The eyes of a Palestinian woman behind the veil shown in photo taken at a demonstration in Rafah on January 17, 2004 . A particular region of the brain, just behind the eyes, seems to be more developed in people with a greater capacity for introspection, a British study published Thursday in the U.S..

The eyes of a Palestinian woman behind the veil shown in photo taken at a demonstration in Rafah on January 17, 2004 . A particular region of the brain, just behind the eyes, seems to be more developed in people with a greater capacity for introspection, a British study published Thursday in the U.S..

A particular region of the brain, just behind the eyes, seems to be more developed in people with a greater capacity for introspection, a British study published Thursday in the U.S..

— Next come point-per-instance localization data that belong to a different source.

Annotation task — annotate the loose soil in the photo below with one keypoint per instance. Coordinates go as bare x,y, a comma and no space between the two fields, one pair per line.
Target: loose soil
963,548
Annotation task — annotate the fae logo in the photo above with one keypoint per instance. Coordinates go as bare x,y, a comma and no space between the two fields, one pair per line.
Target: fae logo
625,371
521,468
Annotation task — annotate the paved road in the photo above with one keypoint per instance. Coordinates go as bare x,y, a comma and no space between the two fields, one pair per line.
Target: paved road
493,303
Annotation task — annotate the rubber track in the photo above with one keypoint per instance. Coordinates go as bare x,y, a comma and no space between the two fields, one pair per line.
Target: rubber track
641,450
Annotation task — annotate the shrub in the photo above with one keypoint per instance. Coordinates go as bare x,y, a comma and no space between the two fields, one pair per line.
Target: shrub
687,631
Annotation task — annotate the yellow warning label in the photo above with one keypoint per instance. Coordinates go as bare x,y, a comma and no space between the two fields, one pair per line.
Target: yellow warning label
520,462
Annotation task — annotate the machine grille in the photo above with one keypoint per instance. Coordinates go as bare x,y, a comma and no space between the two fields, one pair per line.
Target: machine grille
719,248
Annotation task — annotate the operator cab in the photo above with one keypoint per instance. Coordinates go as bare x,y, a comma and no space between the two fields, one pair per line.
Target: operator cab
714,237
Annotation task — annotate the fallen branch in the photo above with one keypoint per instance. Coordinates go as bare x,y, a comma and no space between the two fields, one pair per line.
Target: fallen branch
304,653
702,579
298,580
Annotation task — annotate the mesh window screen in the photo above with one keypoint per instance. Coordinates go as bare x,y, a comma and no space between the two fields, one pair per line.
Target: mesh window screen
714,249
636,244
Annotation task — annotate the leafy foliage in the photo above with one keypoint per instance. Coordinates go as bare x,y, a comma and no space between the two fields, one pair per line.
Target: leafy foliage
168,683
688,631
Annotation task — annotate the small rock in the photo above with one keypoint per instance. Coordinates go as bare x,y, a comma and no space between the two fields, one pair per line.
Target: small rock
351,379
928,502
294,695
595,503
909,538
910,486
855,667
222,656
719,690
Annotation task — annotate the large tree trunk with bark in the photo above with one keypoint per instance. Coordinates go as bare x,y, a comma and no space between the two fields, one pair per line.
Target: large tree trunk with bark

The researchers reached this conclusion after carrying out a group of 32 healthy people to a test to assess their degree of confidence in their answers to questions.

Then examined the brains of participants with the help of a magnetic resonance imaging .

The authors of the research carried out by Professor Geraint Rees of University College London , concluded that the volume of gray matter in the anterior forebrain wolf is an important indicator of the ability to reflect on itself the person.

This part of the brain is the seat of higher cognitive functions such as language, working memory and reasoning.

It is also one of the brain areas that experienced the greatest development during the evolution of the hominid primates .

In the future, this discovery could help neuroscientists better understand how certain brain injuries affect the ability of an individual to reflect on their own thoughts and actions, consider the authors of the study published in the journal Science on September 17 .

This understanding could lead to the development of targeted therapies for victims of stroke or who have suffered a major brain injury and therefore can not understand their condition.